Contrary to Kersten’s claims, no one wants to take away a principal’s ability to suspend or expel a student for violent offenses or criminal activity, which we all agree will never be acceptable. The Department of Human Rights is not calling for a moratorium on suspensions or expulsions. Instead, after removing violent offenses and criminal activity from the data set, it is calling for school officials to seriously examine solutions to suspension data that year after year demonstrate significant and troubling disparities over time.
The data also show that students with disabilities make up about 50 percent of all our suspensions, a disturbing reality that is not even mentioned in Kersten’s column.
In Kersten’s world, all we really need to do to eliminate unruly behavior in children is to make sure they all come from a two-parent household.

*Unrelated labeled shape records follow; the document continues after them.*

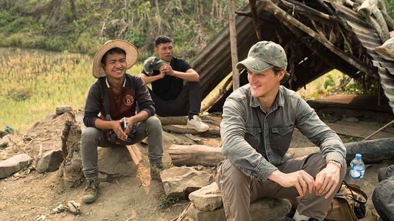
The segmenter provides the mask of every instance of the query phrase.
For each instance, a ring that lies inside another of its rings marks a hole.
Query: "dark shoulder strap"
[[[105,110],[105,116],[109,114],[109,97],[108,94],[108,87],[106,84],[106,77],[104,78],[101,81],[101,91],[104,97],[104,108]]]

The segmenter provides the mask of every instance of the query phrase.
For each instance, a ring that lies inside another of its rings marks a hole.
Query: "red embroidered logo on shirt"
[[[123,98],[123,102],[125,103],[125,105],[126,106],[131,106],[134,102],[134,98],[130,95],[127,95],[125,96],[125,98]]]

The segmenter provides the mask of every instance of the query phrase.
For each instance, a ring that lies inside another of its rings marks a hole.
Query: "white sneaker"
[[[193,116],[193,119],[187,121],[186,127],[194,129],[197,132],[205,132],[209,129],[209,126],[204,124],[198,115]]]

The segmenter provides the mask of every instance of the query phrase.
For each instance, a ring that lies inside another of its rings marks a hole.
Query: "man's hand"
[[[164,64],[160,67],[160,72],[164,72],[168,75],[171,76],[174,76],[175,73],[174,72],[174,70],[172,69],[172,67],[168,64]]]
[[[304,170],[290,173],[284,173],[275,170],[268,178],[283,187],[295,187],[301,196],[306,193],[307,188],[309,193],[311,194],[315,186],[313,177]]]
[[[339,167],[335,164],[327,164],[326,168],[316,175],[314,182],[316,195],[322,196],[328,192],[324,197],[327,199],[334,193],[339,183],[340,171]]]
[[[110,122],[111,128],[113,130],[113,131],[118,137],[124,140],[127,139],[127,135],[126,135],[126,133],[123,131],[123,129],[121,126],[121,124],[123,123],[123,118],[119,120],[119,121],[108,121],[108,122]]]
[[[127,139],[127,136],[129,135],[129,133],[130,132],[130,130],[131,130],[131,128],[133,127],[133,124],[134,124],[134,121],[133,120],[132,117],[126,118],[126,122],[127,123],[126,124],[126,129],[125,131],[125,133],[127,135],[126,139]]]

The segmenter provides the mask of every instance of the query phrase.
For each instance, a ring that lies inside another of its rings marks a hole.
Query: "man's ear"
[[[286,69],[284,68],[282,70],[280,71],[279,73],[278,73],[278,78],[280,80],[282,80],[282,79],[283,79],[283,78],[285,77],[286,73]]]

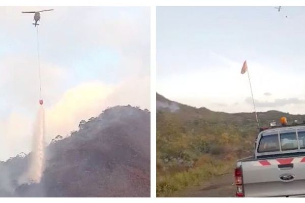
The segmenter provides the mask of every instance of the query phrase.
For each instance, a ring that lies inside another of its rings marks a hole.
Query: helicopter
[[[282,9],[282,7],[279,6],[279,7],[274,7],[274,9],[278,9],[278,11],[280,12],[281,11],[281,9]]]
[[[48,9],[48,10],[44,10],[42,11],[23,11],[22,13],[35,13],[35,15],[34,15],[34,20],[35,21],[35,23],[33,23],[33,25],[35,25],[35,27],[37,25],[39,25],[39,24],[37,23],[37,22],[38,22],[39,21],[39,20],[40,20],[40,12],[44,12],[44,11],[53,11],[54,9]]]

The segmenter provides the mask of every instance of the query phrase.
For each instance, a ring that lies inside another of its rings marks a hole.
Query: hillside
[[[150,196],[150,113],[117,106],[105,110],[46,147],[39,184],[18,185],[29,156],[0,162],[0,196]]]
[[[261,126],[282,116],[258,112]],[[196,108],[157,94],[157,194],[168,196],[196,181],[231,173],[236,159],[252,154],[258,130],[254,113],[227,113]]]

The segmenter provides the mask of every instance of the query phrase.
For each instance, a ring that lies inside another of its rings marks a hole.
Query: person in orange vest
[[[281,118],[281,123],[282,124],[282,125],[284,126],[287,125],[287,118],[284,116]]]

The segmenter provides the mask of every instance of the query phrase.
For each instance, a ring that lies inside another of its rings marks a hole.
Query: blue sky
[[[247,60],[258,111],[305,114],[304,7],[158,7],[157,16],[160,93],[214,111],[252,112],[240,73]]]
[[[0,160],[29,150],[38,108],[34,14],[21,11],[50,8],[0,7]],[[46,142],[108,107],[149,109],[149,8],[51,8],[39,26]]]

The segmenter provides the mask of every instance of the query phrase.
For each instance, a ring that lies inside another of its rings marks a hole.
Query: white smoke
[[[34,124],[32,151],[30,165],[27,173],[19,179],[19,184],[39,183],[44,169],[45,113],[41,105]]]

But the real world isn’t that simple. As we begin to really dig into and understand the root causes behind these large disparities, then engage in the hard, uncomfortable work of dismantling the systems and behaviors that perpetuate them, it is crucial that we embrace complexity and reject the temptation to settle on simple solutions.
Minnesota needs an educated, skilled population to ensure shared social and economic success. An education system that works for all students must be our highest priority, and the truth is that currently, school discipline practices are hindering too many of our children’s chances at academic and social success.
It doesn’t have to be this way. We can say: “Enough.” We can set high expectations for acceptable behavior in our classrooms. We can hold all students accountable for meeting them. We can defend our teachers’ ability to maintain orderly classrooms where all children can learn. And we can reject the fearmongering and racial resentments that Kersten and the Star Tribune inflame when they give divisive and hateful words column inches and oxygen.
This newspaper’s readers deserve better. More important, our children and teachers deserve better — much better.
Brenda Cassellius is commissioner of the Minnesota Department of Education.